Она покачала головой, словно отвергая столь страшную действительность.
— Как он мог? Как посмел?
— Как? Да очень просто. Он считает, что его желания, его нужды и его воля — превыше всего. Кроме того, убивать ему не в новинку. — Горечь, таившаяся в его словах, не ускользнула от ее внимания.
— Я сожалею, — произнесла она. — Это должно быть для вас напоминанием…
В сумеречном свете этой комнаты с наглухо зашторенными окнами его лицо исказили боль и презрение к себе.
— Это моя неудача.
— Почему? Вы ничего не могли бы сделать.
— Мог, если бы подумал об этом. А вместо этого я мчался, преследуя химеру, невыразимо тоскуя по совершенству, которого нет в природе. Я действовал неверно с самого начала.
— Вы здесь ни при чем, — безжизненным голосом отозвалась Пилар. — Вашей вины здесь нет. Если бы я не впутала тетушку в мои дела, она была бы жива.
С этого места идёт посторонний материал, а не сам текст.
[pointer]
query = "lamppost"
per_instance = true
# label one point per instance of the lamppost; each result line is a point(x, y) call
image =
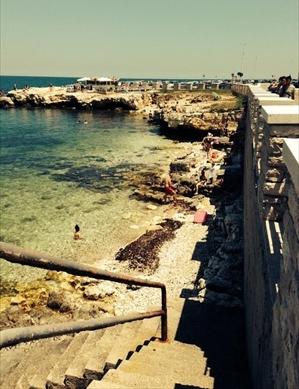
point(242, 61)
point(254, 68)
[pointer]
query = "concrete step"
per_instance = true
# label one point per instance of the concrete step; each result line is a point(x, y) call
point(172, 356)
point(140, 380)
point(55, 379)
point(122, 347)
point(39, 359)
point(75, 377)
point(96, 364)
point(175, 306)
point(107, 385)
point(10, 357)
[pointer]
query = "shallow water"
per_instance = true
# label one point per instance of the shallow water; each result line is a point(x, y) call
point(57, 171)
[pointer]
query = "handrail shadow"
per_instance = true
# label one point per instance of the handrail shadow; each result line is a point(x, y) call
point(22, 256)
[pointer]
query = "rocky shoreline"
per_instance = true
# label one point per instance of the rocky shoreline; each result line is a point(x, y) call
point(202, 262)
point(191, 111)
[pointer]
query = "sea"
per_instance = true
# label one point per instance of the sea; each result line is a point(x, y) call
point(57, 172)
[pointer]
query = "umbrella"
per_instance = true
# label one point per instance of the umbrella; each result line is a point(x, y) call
point(104, 79)
point(83, 79)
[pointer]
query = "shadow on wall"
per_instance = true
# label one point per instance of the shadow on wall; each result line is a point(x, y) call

Он долго смотрел на нее застывшим взглядом.
— Вы хотите пожертвовать собой вместо меня или разделить мою вину? Это ни к чему не приведет. Мне нужно, чтобы какое-то чувство вело меня.
— Я думаю, ненависти для этого будет достаточно. Ни один мускул не дрогнул на его лице, но выражение несколько смягчилось.
— Да, — ответил он, — хотя существуют стимулы не менее эффективные, но более приятные. О них мы поговорим позднее. У смертного одра, особенно такого, как этот, нам не помешает быть осторожными.
Она поняла его намек.
— Я знаю, что вас здесь не должны видеть, но есть вещи, о которых я обязана позаботиться. Надо сообщить властям, послать за священником, проследить, чтобы мертвых обмыли и нарядили…
— Если вас обнаружат здесь в моем обществе, последствия будут весьма неприятны.
— Тогда вы должны уйти до того, как кто-нибудь придет. Со мной ничего не случится, уверяю вас.